Therapy of dreaming… sounds odd perhaps?

Well, Freud called dreaming ‘the royal road to the subconscious’ 

We forget dreams when we wake up, and there’s a reason for this, and that is to prevent us confusing them with reality.

I remember reading from a biography of Keith Richards about the fact that he used to keep by his bed a tape recorder to record guitar riffs that came to him in his dreams. The story is that the riff to satisfaction was recorded in one of these night sessions, and he had completely forgotten that he had written it until he listened back to it on the tape recorder.

It’s this idea of Christopher Bollas’s ‘unthought known’ a phrase he coined from Freud who reported a patient saying something ‘ to the effect that he had always known something but he had never thought of it.

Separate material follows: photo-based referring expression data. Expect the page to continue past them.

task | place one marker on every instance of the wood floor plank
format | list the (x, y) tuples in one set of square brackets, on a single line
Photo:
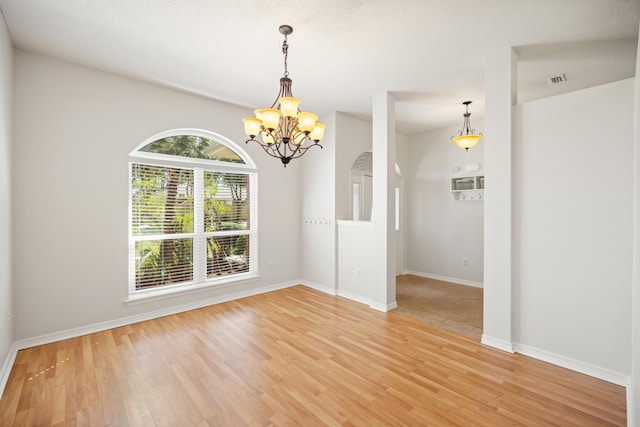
[(295, 357)]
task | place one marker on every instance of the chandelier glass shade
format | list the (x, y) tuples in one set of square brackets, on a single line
[(284, 131), (467, 138)]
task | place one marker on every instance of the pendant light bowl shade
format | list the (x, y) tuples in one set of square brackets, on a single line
[(252, 126), (466, 141), (289, 106), (283, 128), (307, 121), (467, 138)]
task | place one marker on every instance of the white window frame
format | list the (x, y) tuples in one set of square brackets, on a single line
[(199, 166)]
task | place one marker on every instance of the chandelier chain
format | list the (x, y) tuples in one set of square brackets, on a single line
[(285, 52)]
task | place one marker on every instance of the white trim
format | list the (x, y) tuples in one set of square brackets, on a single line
[(344, 222), (145, 296), (575, 365), (249, 163), (446, 279), (7, 366), (630, 406), (382, 307), (497, 343), (354, 297), (123, 321), (318, 287)]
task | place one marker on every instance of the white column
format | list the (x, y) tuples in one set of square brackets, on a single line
[(500, 97), (383, 295), (633, 394)]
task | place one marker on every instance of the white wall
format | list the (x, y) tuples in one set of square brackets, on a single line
[(633, 406), (318, 240), (441, 231), (353, 138), (73, 130), (6, 294), (572, 210), (355, 268)]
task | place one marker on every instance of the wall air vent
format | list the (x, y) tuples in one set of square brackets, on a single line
[(560, 78)]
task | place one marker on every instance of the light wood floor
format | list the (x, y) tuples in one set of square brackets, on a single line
[(295, 357), (447, 305)]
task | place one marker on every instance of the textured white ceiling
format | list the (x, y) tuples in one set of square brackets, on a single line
[(429, 53)]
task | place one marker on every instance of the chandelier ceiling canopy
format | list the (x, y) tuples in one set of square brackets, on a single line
[(467, 138), (285, 132)]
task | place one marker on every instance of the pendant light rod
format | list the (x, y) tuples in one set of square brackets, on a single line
[(283, 128), (467, 138)]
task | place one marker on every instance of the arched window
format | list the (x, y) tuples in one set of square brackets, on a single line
[(192, 213)]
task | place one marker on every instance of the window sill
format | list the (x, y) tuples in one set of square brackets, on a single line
[(143, 297)]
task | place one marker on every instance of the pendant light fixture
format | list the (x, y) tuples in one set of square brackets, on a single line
[(467, 138), (283, 128)]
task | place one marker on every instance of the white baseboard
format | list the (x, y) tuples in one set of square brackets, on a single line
[(318, 287), (354, 297), (445, 279), (6, 367), (102, 326), (500, 344), (575, 365), (383, 307)]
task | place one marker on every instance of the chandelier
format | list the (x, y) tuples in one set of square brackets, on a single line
[(283, 128), (468, 138)]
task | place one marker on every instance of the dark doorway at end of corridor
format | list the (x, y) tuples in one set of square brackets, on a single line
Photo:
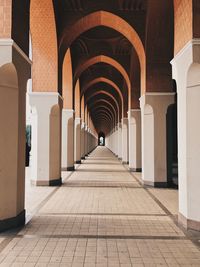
[(101, 139)]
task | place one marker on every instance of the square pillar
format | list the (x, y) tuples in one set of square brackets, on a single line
[(134, 121), (154, 162), (77, 139), (15, 70), (86, 140), (83, 140), (125, 140), (186, 72), (68, 139), (119, 138), (46, 138)]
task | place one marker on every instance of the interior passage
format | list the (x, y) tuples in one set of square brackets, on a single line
[(102, 216)]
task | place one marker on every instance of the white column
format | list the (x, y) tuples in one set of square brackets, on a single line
[(116, 140), (186, 71), (77, 143), (86, 141), (68, 139), (125, 140), (154, 163), (15, 70), (119, 138), (134, 120), (83, 140), (46, 138)]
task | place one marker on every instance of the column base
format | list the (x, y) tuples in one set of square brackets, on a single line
[(14, 222), (188, 223), (56, 182), (156, 184), (70, 169), (135, 169)]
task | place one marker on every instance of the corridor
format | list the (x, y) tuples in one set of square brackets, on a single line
[(102, 216)]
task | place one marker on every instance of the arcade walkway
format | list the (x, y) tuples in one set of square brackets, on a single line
[(102, 216)]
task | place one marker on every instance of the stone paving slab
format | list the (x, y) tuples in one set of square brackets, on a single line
[(101, 200), (99, 252), (102, 225), (101, 217)]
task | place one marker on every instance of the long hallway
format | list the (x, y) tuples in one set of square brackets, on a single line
[(102, 216)]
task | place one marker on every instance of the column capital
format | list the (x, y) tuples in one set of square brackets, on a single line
[(181, 63), (8, 46), (78, 120), (133, 112), (157, 100)]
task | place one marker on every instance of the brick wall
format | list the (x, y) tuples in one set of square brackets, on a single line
[(183, 23), (5, 18), (44, 43)]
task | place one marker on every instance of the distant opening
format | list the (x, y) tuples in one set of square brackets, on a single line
[(172, 144), (101, 140)]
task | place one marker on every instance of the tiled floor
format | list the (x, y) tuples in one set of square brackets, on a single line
[(101, 216)]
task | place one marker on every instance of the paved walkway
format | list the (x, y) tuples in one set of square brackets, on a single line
[(101, 216)]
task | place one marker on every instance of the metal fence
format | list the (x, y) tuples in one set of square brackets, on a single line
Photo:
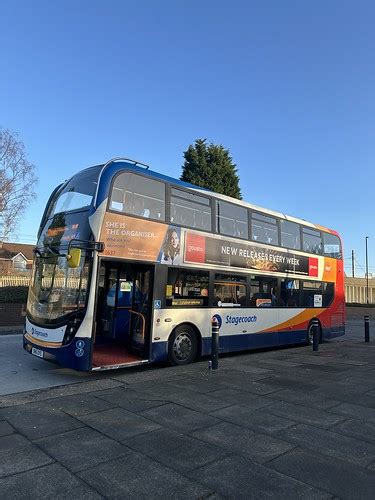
[(14, 281)]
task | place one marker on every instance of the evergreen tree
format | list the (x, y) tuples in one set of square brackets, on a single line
[(211, 166)]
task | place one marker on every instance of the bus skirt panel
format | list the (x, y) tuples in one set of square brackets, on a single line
[(76, 355)]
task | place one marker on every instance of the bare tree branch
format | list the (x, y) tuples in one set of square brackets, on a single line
[(17, 182)]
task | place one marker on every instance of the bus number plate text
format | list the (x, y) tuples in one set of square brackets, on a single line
[(37, 352)]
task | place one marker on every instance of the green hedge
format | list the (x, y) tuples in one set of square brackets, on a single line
[(15, 294)]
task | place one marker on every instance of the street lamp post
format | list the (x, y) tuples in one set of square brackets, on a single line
[(366, 271)]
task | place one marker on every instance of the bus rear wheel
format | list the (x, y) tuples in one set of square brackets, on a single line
[(182, 346)]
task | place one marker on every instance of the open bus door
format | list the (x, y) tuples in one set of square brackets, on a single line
[(123, 317)]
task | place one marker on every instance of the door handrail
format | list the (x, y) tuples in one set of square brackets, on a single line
[(143, 321)]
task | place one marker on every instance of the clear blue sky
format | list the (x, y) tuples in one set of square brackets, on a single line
[(287, 86)]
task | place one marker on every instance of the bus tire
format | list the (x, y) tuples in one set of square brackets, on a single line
[(309, 335), (182, 345)]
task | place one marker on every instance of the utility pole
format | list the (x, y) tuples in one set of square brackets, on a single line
[(353, 273), (366, 271)]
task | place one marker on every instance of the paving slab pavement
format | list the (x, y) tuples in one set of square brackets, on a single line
[(282, 423)]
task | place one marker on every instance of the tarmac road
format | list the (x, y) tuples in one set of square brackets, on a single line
[(20, 371), (283, 423)]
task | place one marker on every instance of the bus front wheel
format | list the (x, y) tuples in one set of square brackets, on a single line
[(182, 346), (309, 337)]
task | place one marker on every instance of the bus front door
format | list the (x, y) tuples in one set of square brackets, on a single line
[(124, 306)]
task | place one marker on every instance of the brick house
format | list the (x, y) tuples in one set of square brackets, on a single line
[(15, 257)]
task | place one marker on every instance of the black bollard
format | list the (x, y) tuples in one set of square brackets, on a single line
[(315, 329), (367, 329), (215, 344)]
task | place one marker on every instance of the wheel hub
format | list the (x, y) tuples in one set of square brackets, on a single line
[(182, 346)]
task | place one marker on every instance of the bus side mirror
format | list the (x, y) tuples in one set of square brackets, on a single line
[(74, 257)]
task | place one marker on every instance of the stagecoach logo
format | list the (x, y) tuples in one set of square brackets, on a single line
[(219, 320), (38, 333), (235, 320)]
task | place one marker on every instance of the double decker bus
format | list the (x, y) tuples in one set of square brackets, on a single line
[(131, 265)]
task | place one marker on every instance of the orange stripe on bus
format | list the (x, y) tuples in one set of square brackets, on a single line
[(302, 317), (42, 342)]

How many unthought knowns do you recognise in your own thinking? Those things on the edge of awareness or consciousness.

The science is therefore that dreams are the brain’s way of creating solutions to problems. That when we sleep, we process, much the same as we do in hypnosis.

The science supports this…

In dreams, if the smell of rotten eggs is sprayed into the nose of smokers directly after the smell of cigarettes, they will feel less of an urge to smoke.

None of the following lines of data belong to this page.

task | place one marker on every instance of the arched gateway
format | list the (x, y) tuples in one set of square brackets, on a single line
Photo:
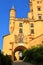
[(17, 54)]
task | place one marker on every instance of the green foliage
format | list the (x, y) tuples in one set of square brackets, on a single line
[(34, 55), (5, 60)]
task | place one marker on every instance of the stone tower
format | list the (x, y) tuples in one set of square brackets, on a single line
[(24, 32)]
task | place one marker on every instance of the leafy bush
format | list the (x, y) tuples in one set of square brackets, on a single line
[(5, 60), (34, 55)]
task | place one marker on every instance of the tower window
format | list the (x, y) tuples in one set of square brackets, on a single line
[(32, 25), (39, 8), (20, 24), (20, 31), (32, 31), (39, 16)]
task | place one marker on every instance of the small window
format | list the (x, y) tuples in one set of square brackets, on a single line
[(32, 25), (20, 40), (32, 31), (20, 24), (39, 8), (39, 16), (20, 31), (38, 2)]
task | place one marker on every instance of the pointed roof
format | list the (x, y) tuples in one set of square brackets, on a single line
[(13, 8)]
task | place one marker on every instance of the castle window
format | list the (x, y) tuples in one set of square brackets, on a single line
[(20, 40), (39, 16), (32, 25), (39, 8), (20, 31), (20, 24), (39, 2), (32, 31)]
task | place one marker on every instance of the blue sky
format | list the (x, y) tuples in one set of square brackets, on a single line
[(21, 7)]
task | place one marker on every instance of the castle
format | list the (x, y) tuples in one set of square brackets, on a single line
[(24, 32)]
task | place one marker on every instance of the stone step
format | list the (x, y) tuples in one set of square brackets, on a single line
[(20, 63)]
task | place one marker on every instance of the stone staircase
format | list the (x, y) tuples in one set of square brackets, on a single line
[(20, 63)]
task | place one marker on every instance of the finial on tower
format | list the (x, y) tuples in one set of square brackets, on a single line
[(12, 6)]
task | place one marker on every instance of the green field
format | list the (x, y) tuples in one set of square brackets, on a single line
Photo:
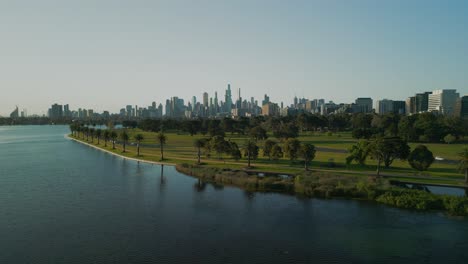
[(179, 149)]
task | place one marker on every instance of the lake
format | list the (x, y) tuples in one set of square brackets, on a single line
[(64, 202)]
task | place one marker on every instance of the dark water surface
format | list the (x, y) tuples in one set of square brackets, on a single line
[(63, 202)]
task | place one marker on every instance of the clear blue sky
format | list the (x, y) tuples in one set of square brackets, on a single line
[(104, 54)]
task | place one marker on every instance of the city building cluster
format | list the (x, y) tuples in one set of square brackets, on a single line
[(445, 102)]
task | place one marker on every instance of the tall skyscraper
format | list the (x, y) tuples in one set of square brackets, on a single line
[(422, 102), (216, 105), (228, 100), (15, 113), (266, 100), (384, 106), (66, 110), (443, 101), (56, 111), (205, 99), (461, 107)]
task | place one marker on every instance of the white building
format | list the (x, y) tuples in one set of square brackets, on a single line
[(443, 101), (384, 106)]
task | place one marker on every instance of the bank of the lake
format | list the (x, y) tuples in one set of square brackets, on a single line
[(319, 184), (64, 202)]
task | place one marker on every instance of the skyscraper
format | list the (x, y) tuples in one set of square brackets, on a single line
[(364, 105), (56, 111), (216, 106), (461, 107), (15, 113), (228, 100), (205, 99), (443, 101)]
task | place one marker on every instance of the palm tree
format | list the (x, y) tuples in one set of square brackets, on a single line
[(106, 137), (463, 164), (124, 136), (98, 133), (251, 151), (86, 130), (138, 138), (91, 133), (199, 143), (307, 151), (161, 138), (113, 136), (73, 128)]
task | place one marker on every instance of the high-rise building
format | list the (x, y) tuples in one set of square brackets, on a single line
[(410, 105), (216, 105), (270, 109), (384, 106), (56, 111), (443, 101), (66, 110), (422, 102), (364, 105), (129, 110), (15, 113), (461, 107), (228, 100), (266, 100), (205, 99)]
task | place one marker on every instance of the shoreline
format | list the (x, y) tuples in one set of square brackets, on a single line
[(318, 185), (118, 155)]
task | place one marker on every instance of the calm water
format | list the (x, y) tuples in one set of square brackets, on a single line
[(63, 202)]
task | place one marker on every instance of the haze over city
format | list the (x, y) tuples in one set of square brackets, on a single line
[(107, 54)]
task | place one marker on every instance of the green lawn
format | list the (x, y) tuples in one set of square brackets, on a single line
[(179, 149)]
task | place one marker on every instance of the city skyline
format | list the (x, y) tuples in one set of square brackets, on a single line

PTSD sufferers have noticed a lessening of symptoms in the waking state after positive smells were introduced after trauma triggers during sleep.

So this is further evidence that memories are malleable, that they are changed as they are used, that they can be overridden.

And most importantly that they are interwoven with dreams and dream content.

A little science can serve to underpin the art of working with for example dream interpretation or dreaming in trance or the idea of the subconscious as a benevolent problem solver.

If we accept the principle of the subconscious or unconscious mind, then the therapy of dreaming must surely be worth a little more exploration?